Brian Pertl called the collaboration “particularly powerful” and a joy to watch unfold in real time.
“The classical musicians from the festival are learning so much from Bernard,” he said. “It’s really beautiful.”
That communal relationship feels that much more important this year as we inch toward something resembling normalcy, even as the pandemic continues to keep us from being fully immersed in our surroundings.
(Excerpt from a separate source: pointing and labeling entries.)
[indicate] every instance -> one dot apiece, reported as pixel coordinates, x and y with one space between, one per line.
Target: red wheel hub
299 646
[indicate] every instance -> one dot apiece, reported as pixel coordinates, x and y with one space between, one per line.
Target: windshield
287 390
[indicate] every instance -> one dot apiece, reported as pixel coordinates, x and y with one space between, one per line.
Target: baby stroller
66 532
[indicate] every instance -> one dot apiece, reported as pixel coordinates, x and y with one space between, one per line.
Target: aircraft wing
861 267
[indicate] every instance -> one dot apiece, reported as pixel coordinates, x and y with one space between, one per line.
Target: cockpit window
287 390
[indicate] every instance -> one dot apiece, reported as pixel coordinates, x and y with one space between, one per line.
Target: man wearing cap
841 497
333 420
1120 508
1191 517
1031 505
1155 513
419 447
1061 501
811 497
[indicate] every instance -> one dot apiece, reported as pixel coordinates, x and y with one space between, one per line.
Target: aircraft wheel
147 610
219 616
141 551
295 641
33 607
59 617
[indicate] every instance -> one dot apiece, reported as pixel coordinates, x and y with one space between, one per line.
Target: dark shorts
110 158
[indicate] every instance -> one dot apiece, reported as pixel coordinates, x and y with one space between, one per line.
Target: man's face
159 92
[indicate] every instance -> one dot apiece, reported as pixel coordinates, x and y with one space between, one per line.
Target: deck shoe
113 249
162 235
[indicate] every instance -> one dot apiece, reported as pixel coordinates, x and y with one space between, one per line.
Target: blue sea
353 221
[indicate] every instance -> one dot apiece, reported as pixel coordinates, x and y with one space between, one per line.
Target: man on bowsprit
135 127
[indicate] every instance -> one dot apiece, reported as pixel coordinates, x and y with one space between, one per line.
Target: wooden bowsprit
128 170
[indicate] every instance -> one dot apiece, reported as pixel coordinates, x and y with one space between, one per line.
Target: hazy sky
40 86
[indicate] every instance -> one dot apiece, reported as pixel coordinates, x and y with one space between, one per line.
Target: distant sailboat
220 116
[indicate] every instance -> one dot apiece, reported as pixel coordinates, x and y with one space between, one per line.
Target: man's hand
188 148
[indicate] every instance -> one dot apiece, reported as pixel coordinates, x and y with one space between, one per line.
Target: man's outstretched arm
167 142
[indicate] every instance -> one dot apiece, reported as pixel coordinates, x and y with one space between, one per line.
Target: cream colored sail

“At a time when we are just emerging from being isolated from community, collaboration and self-expression in music-making become deeply important,” Ramagopal Pertl said.
The student connection
Moreau Halliburton ’22 will be among the Lawrence students joining the Music Education Team. She will partner with Ramagopal Pertl to present Art-istry of Music and Body Percussion! workshops.
The Art-istry of Music will give participants the opportunity to interpret live music through drawing and then have musicians “play their drawings,” Ramagopal Pertl said. The Body Percussion! sessions will explore our ability to make music in the simplest of ways.
“We are excited to show the greater Appleton community the power of connecting through song and rhythm using our beautifully diverse bodies,” said Halliburton, who has a self-designed major in music identity studies. “I fell in love with body percussion because you can play music anywhere with anyone.”
This is Halliburton’s first chance to take part in Mile of Music. It’s an experience she didn’t want to miss before she graduates in June.
“I think this kind of music and arts outreach is important because I believe in the magic of community-building through music,” she said. “I also appreciate the connections built between LU students and faculty and the Appleton community through Mile and the playful work done there. This past year has been really difficult for me to connect to the Appleton community because of COVID-19, and now, more than ever, I appreciate and want to find as many of these opportunities as I can before I graduate.”
Sarah Phelps ’07, meanwhile, will focus her energies on the Mile’s youngest participants, presenting Beyond Singing Storybooks with Melissa Fields, an Appleton Area School District teacher. Keira Jett ’18 and Betsy Kowal Jett, the Conservatory’s community programs manager, will present workshops on songwriting for teens and storybook sound exploration for younger children.
“These workshops, along with many others, presented with COVID safety in mind, will bring back a joyful, engaging, and much-needed sense of community through something we all share—our musical birthright,” Ramagopal Pertl said.